Data manipulation and analysis:

import pandas as pd

# Create DataFrame
df = pd.DataFrame(\{
    'name': ['Alice', 'Bob', 'Charlie'],
    'age': [25, 30, 35],
    'city': ['NYC', 'LA', 'Chicago']
\})

# Data exploration
print(df.info())
print(df.describe())

Scikit-learn

Machine learning library:

from sklearn.model_selection import train_test_split
from sklearn.linear_model import LinearRegression
from sklearn.metrics import mean_squared_error

# Prepare data
X_train, X_test, y_train, y_test = train_test_split(
    X, y, test_size=0.2, random_state=42
)

# Train model
model = LinearRegression()
model.fit(X_train, y_train)

# Make predictions
predictions = model.predict(X_test)

Your First ML Project

Let's build a simple house price prediction model:

import pandas as pd
import numpy as np
from sklearn.model_selection import train_test_split
from sklearn.linear_model import LinearRegression
from sklearn.metrics import mean_absolute_error, r2_score
import matplotlib.pyplot as plt

# Load data
data = pd.read_csv('house_prices.csv')

# Explore data
print(data.head())
print(data.info())

# Prepare features
features = ['sqft', 'bedrooms', 'bathrooms', 'age']
X = data[features]
y = data['price']

# Split data
X_train, X_test, y_train, y_test = train_test_split(
    X, y, test_size=0.2, random_state=42
)

# Train model
model = LinearRegression()
model.fit(X_train, y_train)

# Make predictions
y_pred = model.predict(X_test)

# Evaluate model
mae = mean_absolute_error(y_test, y_pred)
r2 = r2_score(y_test, y_pred)

print(f"Mean Absolute Error: \{mae\}")
print(f"R² Score: \{r2\}")

# Visualize results
plt.scatter(y_test, y_pred)
plt.xlabel('Actual Prices')
plt.ylabel('Predicted Prices')
plt.title('Actual vs Predicted Prices')
plt.show()

Data Preprocessing

Handling Missing Data

# Check for missing values
print(df.isnull().sum())

# Fill missing values
df['column'].fillna(df['column'].mean(), inplace=True)

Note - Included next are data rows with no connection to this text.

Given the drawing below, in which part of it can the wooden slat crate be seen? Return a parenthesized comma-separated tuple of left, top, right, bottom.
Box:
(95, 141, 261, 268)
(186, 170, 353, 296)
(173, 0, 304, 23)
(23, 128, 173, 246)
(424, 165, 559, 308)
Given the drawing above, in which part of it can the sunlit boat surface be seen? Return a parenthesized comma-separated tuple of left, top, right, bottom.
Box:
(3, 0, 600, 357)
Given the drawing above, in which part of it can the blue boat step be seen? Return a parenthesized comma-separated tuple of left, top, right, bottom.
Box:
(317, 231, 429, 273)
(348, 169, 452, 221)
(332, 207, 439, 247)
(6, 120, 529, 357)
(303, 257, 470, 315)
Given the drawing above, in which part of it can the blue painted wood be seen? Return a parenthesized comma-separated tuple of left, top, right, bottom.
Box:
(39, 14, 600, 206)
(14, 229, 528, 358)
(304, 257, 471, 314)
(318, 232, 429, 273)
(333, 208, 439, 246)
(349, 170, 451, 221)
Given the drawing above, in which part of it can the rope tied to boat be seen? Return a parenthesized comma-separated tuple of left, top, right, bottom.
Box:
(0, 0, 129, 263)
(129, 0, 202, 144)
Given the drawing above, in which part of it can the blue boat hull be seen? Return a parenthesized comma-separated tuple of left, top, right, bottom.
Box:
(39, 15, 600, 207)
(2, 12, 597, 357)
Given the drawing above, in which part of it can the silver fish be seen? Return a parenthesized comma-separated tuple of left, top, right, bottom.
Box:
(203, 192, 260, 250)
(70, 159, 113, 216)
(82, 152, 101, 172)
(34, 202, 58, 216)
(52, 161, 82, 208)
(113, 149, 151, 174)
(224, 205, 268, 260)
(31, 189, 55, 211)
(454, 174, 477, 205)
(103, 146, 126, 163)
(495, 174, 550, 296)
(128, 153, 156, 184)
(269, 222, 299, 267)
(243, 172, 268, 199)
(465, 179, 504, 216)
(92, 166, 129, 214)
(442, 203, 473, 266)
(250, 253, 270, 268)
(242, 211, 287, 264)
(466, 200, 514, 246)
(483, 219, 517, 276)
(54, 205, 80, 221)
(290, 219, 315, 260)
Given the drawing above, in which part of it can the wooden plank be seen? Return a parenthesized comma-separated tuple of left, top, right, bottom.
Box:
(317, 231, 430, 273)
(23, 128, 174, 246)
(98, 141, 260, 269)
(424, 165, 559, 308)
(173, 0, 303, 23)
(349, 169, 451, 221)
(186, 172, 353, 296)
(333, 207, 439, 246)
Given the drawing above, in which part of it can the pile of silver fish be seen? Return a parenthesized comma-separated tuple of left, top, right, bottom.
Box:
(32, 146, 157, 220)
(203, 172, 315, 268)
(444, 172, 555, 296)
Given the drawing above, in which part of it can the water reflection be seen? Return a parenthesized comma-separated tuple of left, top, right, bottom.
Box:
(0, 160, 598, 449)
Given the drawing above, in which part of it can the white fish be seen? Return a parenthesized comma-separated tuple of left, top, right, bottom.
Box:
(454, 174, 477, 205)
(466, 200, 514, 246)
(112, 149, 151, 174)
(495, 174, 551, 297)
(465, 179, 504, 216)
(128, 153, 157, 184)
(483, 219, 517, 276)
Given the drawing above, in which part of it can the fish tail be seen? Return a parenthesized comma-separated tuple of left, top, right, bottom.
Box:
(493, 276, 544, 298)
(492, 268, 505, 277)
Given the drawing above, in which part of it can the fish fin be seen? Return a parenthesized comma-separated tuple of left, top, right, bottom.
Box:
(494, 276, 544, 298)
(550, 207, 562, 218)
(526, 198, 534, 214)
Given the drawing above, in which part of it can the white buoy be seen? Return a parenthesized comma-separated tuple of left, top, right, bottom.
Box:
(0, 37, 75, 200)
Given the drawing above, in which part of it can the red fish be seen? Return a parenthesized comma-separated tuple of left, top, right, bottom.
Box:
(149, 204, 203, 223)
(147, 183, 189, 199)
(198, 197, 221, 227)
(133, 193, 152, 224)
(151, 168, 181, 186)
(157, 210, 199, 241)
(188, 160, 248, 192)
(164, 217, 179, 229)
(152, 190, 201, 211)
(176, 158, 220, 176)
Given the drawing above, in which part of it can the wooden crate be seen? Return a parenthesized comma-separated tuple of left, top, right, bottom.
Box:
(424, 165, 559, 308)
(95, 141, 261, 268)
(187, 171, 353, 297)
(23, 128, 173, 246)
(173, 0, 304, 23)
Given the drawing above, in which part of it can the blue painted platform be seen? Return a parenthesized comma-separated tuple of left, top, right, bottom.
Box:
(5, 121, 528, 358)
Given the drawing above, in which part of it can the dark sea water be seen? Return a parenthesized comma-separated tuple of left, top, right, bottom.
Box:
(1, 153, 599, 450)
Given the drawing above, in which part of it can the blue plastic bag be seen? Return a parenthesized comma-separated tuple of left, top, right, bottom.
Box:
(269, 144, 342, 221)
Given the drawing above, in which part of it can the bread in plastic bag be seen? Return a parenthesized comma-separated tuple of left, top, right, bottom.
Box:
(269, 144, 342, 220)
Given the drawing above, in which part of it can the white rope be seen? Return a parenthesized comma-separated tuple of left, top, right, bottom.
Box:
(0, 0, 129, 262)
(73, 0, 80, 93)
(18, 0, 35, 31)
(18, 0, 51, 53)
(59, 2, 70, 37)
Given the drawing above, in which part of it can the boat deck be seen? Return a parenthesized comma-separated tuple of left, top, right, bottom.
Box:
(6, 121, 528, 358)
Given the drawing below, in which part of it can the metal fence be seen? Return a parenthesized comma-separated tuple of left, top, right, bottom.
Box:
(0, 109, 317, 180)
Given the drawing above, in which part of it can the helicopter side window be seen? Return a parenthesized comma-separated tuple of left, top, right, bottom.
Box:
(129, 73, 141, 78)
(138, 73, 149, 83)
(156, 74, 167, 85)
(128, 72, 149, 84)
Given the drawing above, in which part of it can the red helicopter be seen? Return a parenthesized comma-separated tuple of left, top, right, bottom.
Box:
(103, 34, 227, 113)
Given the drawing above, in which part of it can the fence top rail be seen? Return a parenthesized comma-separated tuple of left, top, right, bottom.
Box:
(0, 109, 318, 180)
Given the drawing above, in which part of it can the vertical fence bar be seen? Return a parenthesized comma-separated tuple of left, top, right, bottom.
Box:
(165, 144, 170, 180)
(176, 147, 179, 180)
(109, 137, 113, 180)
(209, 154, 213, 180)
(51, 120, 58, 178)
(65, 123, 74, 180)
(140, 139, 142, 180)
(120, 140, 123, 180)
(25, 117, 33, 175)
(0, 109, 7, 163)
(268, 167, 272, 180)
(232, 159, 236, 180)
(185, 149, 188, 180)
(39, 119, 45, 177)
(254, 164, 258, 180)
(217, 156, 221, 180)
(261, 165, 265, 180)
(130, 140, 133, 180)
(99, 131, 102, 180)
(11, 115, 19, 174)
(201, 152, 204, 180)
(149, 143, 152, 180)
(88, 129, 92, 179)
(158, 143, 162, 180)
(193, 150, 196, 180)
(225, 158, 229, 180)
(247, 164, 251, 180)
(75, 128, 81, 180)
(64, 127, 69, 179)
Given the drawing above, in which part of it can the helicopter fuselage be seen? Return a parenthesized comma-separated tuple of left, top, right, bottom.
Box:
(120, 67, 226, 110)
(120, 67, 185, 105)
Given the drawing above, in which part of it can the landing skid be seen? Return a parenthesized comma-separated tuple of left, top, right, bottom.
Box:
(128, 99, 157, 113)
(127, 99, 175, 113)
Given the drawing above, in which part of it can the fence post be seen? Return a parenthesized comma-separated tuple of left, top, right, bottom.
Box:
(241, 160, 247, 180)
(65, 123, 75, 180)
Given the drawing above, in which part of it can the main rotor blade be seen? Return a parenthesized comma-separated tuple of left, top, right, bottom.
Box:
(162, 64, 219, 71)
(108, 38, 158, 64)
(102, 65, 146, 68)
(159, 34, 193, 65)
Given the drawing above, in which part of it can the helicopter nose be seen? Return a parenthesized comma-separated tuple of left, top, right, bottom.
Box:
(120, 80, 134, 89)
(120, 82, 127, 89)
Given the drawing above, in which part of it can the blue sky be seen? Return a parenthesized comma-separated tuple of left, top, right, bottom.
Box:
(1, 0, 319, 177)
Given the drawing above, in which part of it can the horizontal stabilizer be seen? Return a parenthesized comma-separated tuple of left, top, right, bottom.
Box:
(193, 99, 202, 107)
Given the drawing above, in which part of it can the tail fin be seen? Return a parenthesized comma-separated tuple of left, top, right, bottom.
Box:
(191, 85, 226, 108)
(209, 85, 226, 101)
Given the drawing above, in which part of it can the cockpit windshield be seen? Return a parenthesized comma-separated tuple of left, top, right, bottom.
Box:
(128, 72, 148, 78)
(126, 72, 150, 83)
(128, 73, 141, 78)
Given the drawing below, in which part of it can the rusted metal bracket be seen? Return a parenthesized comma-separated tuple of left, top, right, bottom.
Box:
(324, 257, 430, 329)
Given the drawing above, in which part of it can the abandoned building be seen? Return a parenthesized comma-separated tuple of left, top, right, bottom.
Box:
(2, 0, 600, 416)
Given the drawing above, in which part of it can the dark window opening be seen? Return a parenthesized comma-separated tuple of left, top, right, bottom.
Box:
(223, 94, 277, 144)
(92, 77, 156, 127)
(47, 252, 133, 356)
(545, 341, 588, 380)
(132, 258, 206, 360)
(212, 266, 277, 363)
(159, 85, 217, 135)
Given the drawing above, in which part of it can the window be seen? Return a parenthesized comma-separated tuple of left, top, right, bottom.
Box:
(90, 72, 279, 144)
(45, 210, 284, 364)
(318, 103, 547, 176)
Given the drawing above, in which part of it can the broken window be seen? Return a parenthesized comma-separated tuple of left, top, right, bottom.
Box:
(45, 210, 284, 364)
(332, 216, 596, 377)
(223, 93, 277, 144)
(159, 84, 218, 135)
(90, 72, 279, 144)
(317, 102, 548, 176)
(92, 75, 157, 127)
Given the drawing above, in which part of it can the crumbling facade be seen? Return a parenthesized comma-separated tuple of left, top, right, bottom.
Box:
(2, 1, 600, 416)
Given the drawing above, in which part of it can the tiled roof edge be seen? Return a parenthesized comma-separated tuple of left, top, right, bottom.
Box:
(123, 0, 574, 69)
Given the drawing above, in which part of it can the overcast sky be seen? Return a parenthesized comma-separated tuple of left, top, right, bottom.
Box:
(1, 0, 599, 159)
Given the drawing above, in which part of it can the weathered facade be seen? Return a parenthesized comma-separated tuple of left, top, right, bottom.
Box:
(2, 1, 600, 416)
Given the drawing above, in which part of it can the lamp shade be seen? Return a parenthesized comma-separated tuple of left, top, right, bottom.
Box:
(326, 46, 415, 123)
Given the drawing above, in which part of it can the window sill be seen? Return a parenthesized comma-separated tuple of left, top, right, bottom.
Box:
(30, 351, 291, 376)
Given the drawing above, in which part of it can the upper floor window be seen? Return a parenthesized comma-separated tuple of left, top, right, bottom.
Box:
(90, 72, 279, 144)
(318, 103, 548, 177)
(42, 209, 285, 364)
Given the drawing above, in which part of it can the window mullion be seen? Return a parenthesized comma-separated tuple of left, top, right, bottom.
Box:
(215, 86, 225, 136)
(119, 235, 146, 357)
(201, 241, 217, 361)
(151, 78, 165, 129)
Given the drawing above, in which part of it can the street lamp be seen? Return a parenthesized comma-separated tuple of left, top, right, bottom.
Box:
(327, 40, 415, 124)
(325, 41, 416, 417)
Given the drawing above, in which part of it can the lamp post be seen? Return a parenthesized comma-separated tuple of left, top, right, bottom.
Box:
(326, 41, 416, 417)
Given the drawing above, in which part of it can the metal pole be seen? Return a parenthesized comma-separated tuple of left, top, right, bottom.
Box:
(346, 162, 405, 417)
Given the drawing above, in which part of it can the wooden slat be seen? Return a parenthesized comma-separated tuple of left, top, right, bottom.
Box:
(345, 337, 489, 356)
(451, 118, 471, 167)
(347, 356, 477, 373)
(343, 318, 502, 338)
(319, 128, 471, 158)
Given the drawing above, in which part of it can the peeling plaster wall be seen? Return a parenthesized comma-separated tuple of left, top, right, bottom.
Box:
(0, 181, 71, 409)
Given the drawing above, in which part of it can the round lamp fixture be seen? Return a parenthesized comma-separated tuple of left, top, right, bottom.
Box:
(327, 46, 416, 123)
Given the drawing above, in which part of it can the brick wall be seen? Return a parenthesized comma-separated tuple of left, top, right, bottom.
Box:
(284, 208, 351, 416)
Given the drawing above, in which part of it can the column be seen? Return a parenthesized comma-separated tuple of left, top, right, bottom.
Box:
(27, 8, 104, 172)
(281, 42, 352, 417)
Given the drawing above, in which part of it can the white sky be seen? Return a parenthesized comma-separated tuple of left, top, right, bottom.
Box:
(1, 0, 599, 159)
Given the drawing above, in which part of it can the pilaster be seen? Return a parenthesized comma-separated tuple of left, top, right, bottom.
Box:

# Drop rows with missing values
df.dropna(inplace=True)

Feature Scaling

from sklearn.preprocessing import StandardScaler

scaler = StandardScaler()
X_scaled = scaler.fit_transform(X)

Categorical Variables

# One-hot encoding
df_encoded = pd.get_dummies(df, columns=['category'])

# Label encoding
from sklearn.preprocessing import LabelEncoder
le = LabelEncoder()
df['category_encoded'] = le.fit_transform(df['category'])

Model Evaluation

Cross-Validation

from sklearn.model_selection import cross_val_score

scores = cross_val_score(model, X, y, cv=5)
print(f"Average CV Score: \{scores.mean()\}")

Metrics for Different Problems

• Regression: MAE, MSE, R²
• Classification: Accuracy, Precision, Recall, F1-score

Next Steps

1. Explore more algorithms: Decision Trees, Random Forest, SVM
2. Learn feature engineering: Create better input features
3. Study deep learning: Neural networks with TensorFlow/PyTorch
4. Practice on real datasets: Kaggle competitions
5. Understand model interpretation: SHAP, LIME

Machine learning is a journey of continuous learning. Start with simple projects and gradually tackle more complex problems.